Obserwuj nas

Legia Warszawa

Nawarzyć piwa i wypić [KOMENTARZ ZE STADIONU]

Historyczny klasyk na remis. W meczu 6. kolejki PKO Ekstraklasy Legia Warszawa musiała podzielić się punktami z Górnikiem Zabrze. W tym meczu było dosłownie wszystko. Gorąca atmosfera na trybunach, fatalne błędy, piękne parady bramkarzy, a nawet czerwone kartki. Patrząc na wynik po pierwszej połowie, to goście mogą żałować, że nie wywieźli trzech punktów ze stolicy Polski. Gospodarze pokazali niesamowity charakter w drugich trzech kwadransach. Kilku zawodników zawiodło na całej linii. Kto optycznie był lepszy na boisku? Czy Legia słusznie doprowadziła do remisu? Zapraszam na „Komentarz ze stadionu”.

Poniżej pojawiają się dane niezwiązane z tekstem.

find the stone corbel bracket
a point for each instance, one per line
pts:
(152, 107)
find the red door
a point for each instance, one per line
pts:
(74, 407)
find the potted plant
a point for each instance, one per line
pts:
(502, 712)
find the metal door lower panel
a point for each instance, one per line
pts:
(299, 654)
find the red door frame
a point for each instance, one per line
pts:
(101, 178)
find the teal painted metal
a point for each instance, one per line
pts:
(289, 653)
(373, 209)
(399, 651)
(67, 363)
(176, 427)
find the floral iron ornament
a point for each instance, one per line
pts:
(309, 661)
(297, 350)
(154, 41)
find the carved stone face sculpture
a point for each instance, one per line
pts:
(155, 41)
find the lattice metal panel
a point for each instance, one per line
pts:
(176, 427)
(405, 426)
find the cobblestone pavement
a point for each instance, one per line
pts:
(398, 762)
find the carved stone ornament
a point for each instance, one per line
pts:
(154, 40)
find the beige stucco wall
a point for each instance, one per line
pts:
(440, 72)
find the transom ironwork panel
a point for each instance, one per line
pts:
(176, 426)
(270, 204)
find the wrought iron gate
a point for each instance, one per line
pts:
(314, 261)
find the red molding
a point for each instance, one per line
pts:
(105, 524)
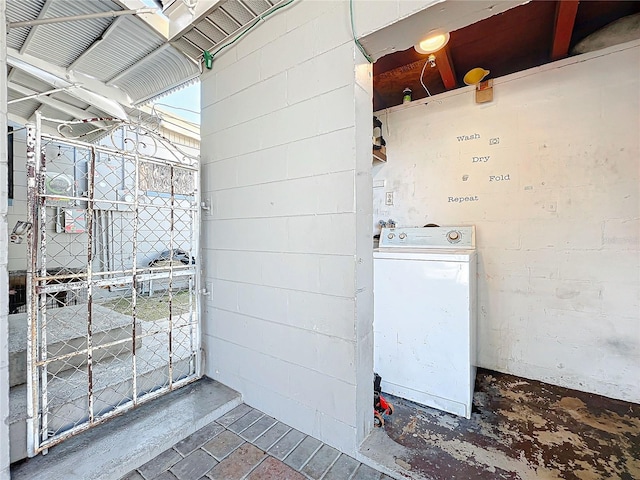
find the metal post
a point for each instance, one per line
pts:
(32, 266)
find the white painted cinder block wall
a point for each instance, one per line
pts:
(285, 248)
(558, 241)
(286, 165)
(4, 280)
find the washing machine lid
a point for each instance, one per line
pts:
(452, 237)
(425, 254)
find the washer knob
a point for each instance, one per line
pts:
(453, 236)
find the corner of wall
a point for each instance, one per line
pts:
(4, 282)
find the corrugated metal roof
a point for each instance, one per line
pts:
(71, 39)
(17, 12)
(71, 100)
(109, 56)
(29, 81)
(115, 52)
(23, 109)
(166, 68)
(51, 112)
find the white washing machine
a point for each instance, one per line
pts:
(425, 315)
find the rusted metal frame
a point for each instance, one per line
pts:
(196, 311)
(172, 200)
(33, 395)
(134, 275)
(172, 147)
(41, 311)
(125, 278)
(103, 346)
(129, 154)
(113, 413)
(90, 204)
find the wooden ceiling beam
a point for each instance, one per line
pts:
(566, 11)
(445, 68)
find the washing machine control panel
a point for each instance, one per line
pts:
(429, 237)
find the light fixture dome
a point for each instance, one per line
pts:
(434, 42)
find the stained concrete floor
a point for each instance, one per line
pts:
(246, 444)
(519, 430)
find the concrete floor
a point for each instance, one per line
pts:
(520, 429)
(247, 444)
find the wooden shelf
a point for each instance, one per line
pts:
(380, 154)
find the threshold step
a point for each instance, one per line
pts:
(111, 450)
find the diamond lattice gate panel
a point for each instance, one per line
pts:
(113, 305)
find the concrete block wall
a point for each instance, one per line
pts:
(4, 240)
(286, 245)
(548, 172)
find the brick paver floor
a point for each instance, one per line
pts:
(246, 444)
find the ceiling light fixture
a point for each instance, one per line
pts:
(434, 42)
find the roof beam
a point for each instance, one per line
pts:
(445, 68)
(114, 25)
(52, 102)
(90, 90)
(566, 11)
(182, 18)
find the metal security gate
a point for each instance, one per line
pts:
(112, 281)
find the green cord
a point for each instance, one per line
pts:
(210, 56)
(353, 30)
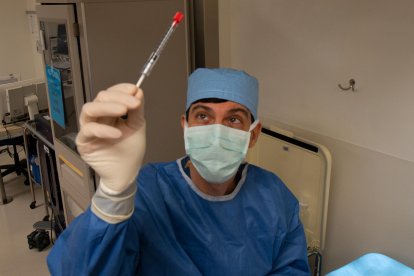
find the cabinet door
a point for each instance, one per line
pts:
(60, 44)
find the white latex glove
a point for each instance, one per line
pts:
(112, 146)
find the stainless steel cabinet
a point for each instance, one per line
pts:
(95, 44)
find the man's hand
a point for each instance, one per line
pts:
(112, 146)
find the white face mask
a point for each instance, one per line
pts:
(216, 151)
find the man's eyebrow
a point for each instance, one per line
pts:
(199, 106)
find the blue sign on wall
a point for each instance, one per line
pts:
(54, 85)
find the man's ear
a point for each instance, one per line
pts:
(255, 135)
(183, 120)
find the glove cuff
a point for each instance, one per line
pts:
(114, 208)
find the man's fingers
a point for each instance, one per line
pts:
(92, 111)
(112, 96)
(136, 115)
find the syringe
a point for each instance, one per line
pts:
(178, 17)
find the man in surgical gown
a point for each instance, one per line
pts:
(208, 213)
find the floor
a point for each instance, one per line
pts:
(16, 222)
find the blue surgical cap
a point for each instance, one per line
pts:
(227, 84)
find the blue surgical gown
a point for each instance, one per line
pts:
(177, 230)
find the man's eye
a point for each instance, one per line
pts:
(201, 116)
(234, 120)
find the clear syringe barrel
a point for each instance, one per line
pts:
(146, 71)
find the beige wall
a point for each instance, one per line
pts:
(300, 51)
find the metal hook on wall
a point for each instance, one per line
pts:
(351, 85)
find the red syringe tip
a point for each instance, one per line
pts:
(178, 17)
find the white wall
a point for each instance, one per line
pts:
(300, 50)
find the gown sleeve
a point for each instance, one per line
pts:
(292, 256)
(92, 246)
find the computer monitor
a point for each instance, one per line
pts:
(13, 102)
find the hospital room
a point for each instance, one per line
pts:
(276, 138)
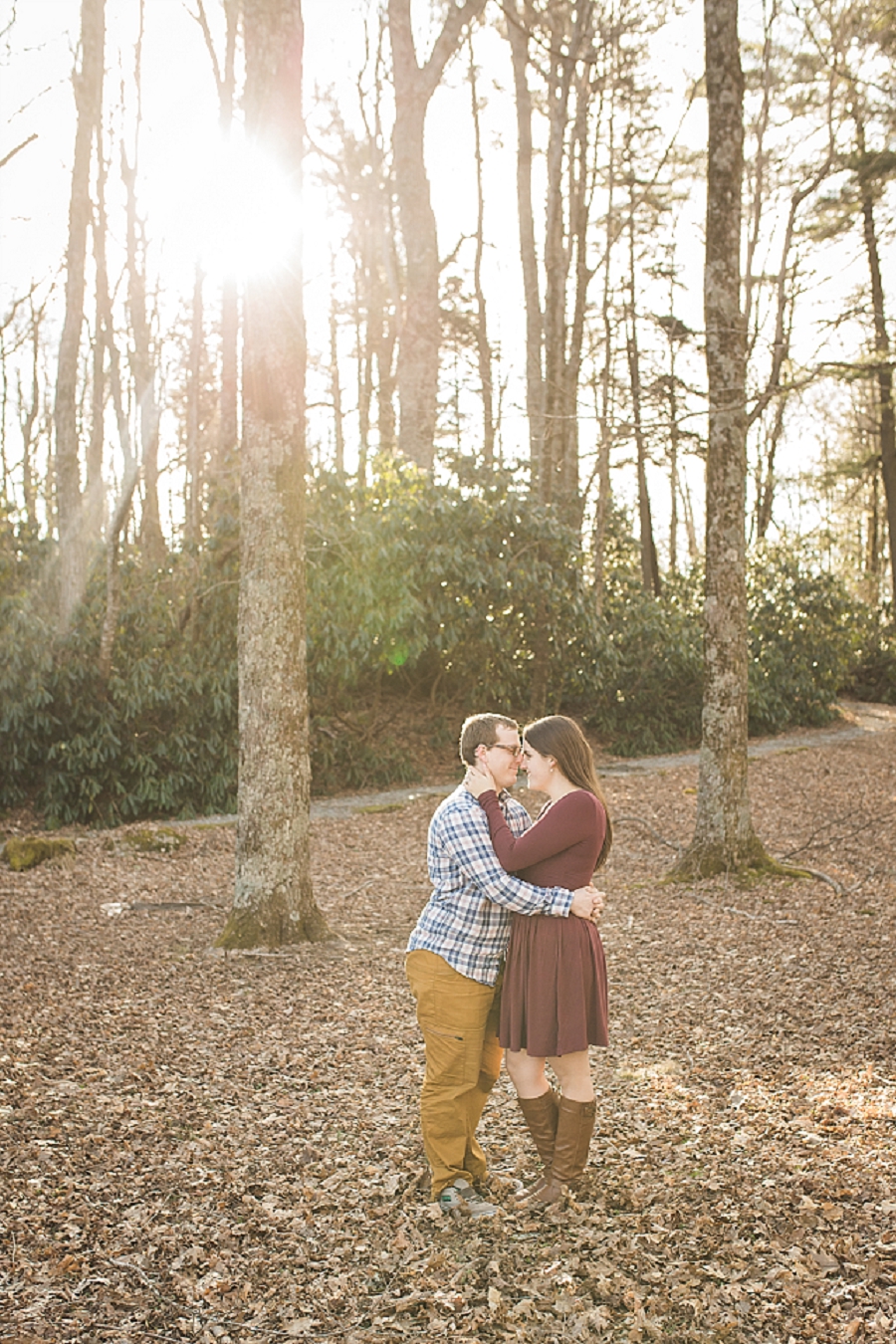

Gospodarze spali, a goście grali

Po bardzo dobrym meczu z Widzewem Łódź, Legia Warszawa pewnie nie tak wyobrażała sobie swój kolejny domowy mecz. Kosta Runjaić nie zdecydował się zmieniać zawodników, którzy wybiegli w piątkowy wieczór na murawę przy Łazienkowskiej. Jednak odnosiłem wrażenie, że bardzo dużo zawodników myślami było gdzieś zupełnie indziej, a na pewno nie na meczu z Górnikiem Zabrze. Goście postawili dość wysoko poprzeczkę, którą trzeba było przeskoczyć. Co prawda oba zespoły starały się grać wysokim pressingiem, aby odcinać wszelkie mozliwe korytarze do wyprowadzenia futbolówki i zmusić przeciwnika do błędu. Jednak zdecydowanie lepiej wychodziło to gościom, którzy atakowali Legię jako cały zespół, a nie jako jednostki.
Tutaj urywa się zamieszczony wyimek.